A Turing machine is a universal computer: it can compute anything that any other computer can compute. A human being can specify a Turing machine and the data it's acting on and carry out the steps that the machine would execute. Human beings have also constructed computers with the same repertoire as a Turing machine, such as the computer on which I am writing this question. There are articles on Less Wrong about mind design space, such as this one:
https://www.lesswrong.com/posts/tnWRXkcDi5Tw9rzXw/the-design-space-of-minds-in-general
in which the author writes:
The main reason you could find yourself thinking that you know what a fully generic mind will (won't) do, is if you put yourself in that mind's shoes - imagine what you would do in that mind's place - and get back a generally wrong, anthropomorphic answer.
But a person thinking about what an AI would do needn't imagine what he would do in that other mind's place. He can simulate that mind with a universal computer.
So what is the Less Wrong position on whether we could understand AIs and how is that claim compatible with the universality of computation?

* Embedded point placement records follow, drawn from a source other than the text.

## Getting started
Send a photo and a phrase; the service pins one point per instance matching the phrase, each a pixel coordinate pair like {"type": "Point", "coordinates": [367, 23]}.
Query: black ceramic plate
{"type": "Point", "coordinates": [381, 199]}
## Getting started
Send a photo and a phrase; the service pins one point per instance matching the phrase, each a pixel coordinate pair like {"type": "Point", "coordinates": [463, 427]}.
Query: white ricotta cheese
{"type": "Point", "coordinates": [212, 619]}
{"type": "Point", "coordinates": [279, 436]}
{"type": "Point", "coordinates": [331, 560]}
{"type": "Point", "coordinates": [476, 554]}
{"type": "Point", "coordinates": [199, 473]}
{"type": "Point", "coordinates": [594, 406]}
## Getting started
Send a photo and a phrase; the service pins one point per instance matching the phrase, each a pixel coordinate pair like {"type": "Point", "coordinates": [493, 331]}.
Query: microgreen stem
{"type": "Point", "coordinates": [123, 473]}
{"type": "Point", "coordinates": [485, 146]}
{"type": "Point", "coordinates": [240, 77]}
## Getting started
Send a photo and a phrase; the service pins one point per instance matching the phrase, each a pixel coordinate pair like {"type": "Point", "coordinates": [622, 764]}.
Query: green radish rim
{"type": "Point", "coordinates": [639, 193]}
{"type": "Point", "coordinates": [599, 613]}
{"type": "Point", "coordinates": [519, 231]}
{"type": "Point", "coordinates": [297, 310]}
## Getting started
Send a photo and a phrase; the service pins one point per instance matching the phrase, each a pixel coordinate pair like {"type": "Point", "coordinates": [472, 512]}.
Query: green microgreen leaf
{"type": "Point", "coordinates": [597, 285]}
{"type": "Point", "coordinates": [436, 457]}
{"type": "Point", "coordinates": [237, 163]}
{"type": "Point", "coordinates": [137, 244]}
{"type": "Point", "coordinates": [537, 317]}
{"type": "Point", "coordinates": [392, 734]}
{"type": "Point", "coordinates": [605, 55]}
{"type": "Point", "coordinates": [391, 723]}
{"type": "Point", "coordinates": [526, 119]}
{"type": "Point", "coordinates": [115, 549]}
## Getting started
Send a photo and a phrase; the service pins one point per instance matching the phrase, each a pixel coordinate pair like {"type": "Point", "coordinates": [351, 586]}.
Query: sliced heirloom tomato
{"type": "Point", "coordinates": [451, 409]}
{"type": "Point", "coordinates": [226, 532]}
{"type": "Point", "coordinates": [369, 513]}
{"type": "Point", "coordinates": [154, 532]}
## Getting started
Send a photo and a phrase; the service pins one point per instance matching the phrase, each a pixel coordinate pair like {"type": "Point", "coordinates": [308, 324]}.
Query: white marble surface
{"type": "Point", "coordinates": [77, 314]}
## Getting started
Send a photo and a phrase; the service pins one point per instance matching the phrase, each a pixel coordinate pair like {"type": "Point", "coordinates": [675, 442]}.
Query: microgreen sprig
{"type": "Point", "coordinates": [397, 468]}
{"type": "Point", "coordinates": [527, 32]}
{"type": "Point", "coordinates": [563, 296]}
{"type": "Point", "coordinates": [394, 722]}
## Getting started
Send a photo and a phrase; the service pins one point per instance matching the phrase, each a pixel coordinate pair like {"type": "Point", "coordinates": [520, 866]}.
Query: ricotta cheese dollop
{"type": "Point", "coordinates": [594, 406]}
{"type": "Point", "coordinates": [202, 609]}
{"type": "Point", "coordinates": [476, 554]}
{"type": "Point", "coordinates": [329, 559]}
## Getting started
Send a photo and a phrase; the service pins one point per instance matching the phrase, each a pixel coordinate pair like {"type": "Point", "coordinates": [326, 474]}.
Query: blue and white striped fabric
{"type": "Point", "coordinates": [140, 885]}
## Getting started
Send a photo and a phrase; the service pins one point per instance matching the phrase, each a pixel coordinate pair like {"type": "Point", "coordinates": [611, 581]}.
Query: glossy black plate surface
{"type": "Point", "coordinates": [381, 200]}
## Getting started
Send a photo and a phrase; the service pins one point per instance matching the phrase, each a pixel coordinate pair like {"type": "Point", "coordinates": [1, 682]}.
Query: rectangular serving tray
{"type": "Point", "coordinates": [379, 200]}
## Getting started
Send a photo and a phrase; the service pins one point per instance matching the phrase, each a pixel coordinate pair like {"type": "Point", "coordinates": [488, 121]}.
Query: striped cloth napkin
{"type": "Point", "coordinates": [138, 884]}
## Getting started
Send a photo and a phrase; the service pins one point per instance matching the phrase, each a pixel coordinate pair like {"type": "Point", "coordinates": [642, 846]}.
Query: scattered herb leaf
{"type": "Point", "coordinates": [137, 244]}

We can't simulate things of which we currently have no understanding. But if at some point in the future we know how to write AGIs, then we would be able to simulate them. And if we don't know how to write AGIs then they won't exist. So if we can write AGIs in the future then memory capacity and processor speed won't impose a limit on our understanding. Any such limit would have to come from some other factor. So is there such a limit and where would it come from?